What women want

The National Science Foundation spent $19 million a year to end gender discrimination that it was convinced was responsible for a disparity in the number of women and men in science and technology fields.

It might’ve been a premature conclusion according to Joshua Rosenbloom at the University of Kansas who studied, in particular, the information technology field and found that the primary reason there aren’t more women in the field is that women don’t want to be in it.

According to the Boston Globe story

Rosenbloom and his colleagues used a standard personality-inventory test to measure people’s preferences for different kinds of work. In general, Rosenbloom’s study found, men and women who enjoyed the explicit manipulation of tools or machines were more likely to choose IT careers – and it was mostly men who scored high in this area. Meanwhile, people who enjoyed working with others were less likely to choose IT careers. Women, on average, were more likely to score high in this arena.

Personal preference, Rosenbloom and his group concluded, was the single largest determinative factor in whether women went into IT. They calculated that preference accounted for about two-thirds of the gender imbalance in the field.

Susan Pinker, author of Men, Women, and the Real Gender Gap, says the assumption that women in sciences was a case of gender inequity, was a misdirected drive for equality, according to an interview she did recently with the Vancouver Sun.
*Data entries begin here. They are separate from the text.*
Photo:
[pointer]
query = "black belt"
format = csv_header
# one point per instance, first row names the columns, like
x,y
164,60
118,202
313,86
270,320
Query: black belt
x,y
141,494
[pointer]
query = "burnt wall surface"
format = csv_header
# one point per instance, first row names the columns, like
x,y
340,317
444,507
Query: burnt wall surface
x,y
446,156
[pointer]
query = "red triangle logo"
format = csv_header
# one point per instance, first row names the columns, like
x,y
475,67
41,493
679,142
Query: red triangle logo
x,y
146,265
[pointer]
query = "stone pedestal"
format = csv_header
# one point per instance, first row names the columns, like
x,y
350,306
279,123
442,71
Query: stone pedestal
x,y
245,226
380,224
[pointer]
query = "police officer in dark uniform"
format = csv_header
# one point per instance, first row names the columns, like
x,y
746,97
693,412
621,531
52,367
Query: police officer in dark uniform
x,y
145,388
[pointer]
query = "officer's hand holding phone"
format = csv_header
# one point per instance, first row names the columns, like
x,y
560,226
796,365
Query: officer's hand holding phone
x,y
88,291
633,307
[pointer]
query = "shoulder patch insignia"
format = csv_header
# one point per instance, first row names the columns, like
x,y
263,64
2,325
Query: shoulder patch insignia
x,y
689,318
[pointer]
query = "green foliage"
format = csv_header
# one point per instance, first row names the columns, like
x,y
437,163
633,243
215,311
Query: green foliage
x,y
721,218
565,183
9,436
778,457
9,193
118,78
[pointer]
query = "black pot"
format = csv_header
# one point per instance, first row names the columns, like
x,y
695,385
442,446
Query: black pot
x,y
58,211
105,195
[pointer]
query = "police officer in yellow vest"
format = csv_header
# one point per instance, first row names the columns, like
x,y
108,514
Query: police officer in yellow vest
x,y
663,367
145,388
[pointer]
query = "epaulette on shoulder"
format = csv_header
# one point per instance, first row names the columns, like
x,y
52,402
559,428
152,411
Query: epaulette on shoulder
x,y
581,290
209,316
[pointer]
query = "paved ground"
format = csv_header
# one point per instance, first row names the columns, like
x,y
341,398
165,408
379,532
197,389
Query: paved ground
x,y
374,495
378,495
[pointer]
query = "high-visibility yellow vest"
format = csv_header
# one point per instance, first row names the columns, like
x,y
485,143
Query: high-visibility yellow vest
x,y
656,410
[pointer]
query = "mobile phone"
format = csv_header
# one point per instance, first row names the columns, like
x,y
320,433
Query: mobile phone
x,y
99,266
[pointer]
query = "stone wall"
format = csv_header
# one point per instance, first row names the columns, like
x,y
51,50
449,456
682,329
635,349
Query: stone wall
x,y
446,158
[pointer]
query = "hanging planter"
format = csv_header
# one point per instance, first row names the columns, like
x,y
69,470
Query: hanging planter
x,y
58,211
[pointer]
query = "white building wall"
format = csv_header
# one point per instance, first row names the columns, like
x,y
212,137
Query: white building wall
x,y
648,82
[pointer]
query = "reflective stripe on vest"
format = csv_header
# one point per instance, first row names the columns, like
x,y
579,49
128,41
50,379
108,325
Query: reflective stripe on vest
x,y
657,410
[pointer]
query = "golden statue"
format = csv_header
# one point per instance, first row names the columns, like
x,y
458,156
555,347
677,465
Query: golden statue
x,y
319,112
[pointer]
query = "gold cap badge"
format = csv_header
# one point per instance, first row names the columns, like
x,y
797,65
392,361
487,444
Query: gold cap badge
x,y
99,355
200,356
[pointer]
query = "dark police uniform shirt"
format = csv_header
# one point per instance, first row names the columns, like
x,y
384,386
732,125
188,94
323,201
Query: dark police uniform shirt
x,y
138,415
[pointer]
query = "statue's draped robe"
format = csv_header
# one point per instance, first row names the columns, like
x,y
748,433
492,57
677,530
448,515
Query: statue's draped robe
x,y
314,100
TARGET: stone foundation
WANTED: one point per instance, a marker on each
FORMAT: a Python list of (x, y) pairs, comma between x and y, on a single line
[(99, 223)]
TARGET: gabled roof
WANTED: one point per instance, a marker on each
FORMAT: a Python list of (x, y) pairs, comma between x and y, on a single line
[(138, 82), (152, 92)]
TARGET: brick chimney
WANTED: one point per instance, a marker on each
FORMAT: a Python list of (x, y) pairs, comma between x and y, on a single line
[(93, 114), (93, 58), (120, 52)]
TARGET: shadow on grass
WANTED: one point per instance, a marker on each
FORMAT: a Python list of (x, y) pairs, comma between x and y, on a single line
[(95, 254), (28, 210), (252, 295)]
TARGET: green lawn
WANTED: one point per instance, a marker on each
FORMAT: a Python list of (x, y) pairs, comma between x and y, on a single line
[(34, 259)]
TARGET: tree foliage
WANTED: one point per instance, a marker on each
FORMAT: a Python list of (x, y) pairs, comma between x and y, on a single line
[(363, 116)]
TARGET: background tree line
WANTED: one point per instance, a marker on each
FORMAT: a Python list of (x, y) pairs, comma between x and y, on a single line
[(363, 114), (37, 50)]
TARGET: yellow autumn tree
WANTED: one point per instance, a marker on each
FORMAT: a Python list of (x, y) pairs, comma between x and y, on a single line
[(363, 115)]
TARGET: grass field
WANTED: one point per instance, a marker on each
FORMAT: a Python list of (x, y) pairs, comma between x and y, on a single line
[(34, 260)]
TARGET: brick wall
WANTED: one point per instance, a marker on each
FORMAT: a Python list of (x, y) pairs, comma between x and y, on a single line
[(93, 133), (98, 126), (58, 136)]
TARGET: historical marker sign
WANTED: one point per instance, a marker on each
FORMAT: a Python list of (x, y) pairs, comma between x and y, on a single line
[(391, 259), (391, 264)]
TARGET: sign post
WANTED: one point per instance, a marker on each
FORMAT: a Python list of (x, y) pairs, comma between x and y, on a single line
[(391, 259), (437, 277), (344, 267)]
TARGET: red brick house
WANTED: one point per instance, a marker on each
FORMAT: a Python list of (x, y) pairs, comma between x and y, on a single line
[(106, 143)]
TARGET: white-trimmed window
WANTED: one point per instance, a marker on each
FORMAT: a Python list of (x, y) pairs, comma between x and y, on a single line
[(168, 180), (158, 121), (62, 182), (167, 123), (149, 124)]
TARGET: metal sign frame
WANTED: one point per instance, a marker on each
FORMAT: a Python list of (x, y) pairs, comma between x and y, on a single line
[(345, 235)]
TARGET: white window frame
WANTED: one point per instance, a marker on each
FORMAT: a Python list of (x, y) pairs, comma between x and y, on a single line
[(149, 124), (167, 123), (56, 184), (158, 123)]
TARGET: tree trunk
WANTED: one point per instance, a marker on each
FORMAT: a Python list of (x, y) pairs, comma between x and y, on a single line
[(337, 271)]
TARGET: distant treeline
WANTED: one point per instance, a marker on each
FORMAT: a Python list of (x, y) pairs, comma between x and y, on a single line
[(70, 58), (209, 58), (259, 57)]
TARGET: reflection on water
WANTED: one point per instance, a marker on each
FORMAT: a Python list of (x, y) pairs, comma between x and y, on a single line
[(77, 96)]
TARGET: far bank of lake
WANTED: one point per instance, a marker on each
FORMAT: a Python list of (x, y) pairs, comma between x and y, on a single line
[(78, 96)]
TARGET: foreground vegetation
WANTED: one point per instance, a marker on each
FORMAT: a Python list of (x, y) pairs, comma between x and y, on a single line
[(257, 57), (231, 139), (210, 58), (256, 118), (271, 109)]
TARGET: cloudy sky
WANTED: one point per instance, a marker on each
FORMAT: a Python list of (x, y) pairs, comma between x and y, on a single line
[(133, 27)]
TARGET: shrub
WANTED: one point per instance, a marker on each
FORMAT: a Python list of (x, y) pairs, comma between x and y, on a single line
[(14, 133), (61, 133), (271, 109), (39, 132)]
“I think it was necessary at the beginning, equating equality to sameness,” she said. “Essentially all feminist writers say we want what they want, so we’ve got to be like them. The science tells us, no, we’re not like them … unless biology changes.”

Let’s think about this just a bit. Explain this: The future of social media is going to be all about women.

It’s the lead of an article in Business Week today:

Traditionally, men are the early adopters of new technologies. But when it comes to social media, women are at the forefront. At Rapleaf we conducted a study of 13.2 million people and how they’re using social media. While the trends indicate both sexes are using social media in huge numbers, our findings show that women far outpace the men.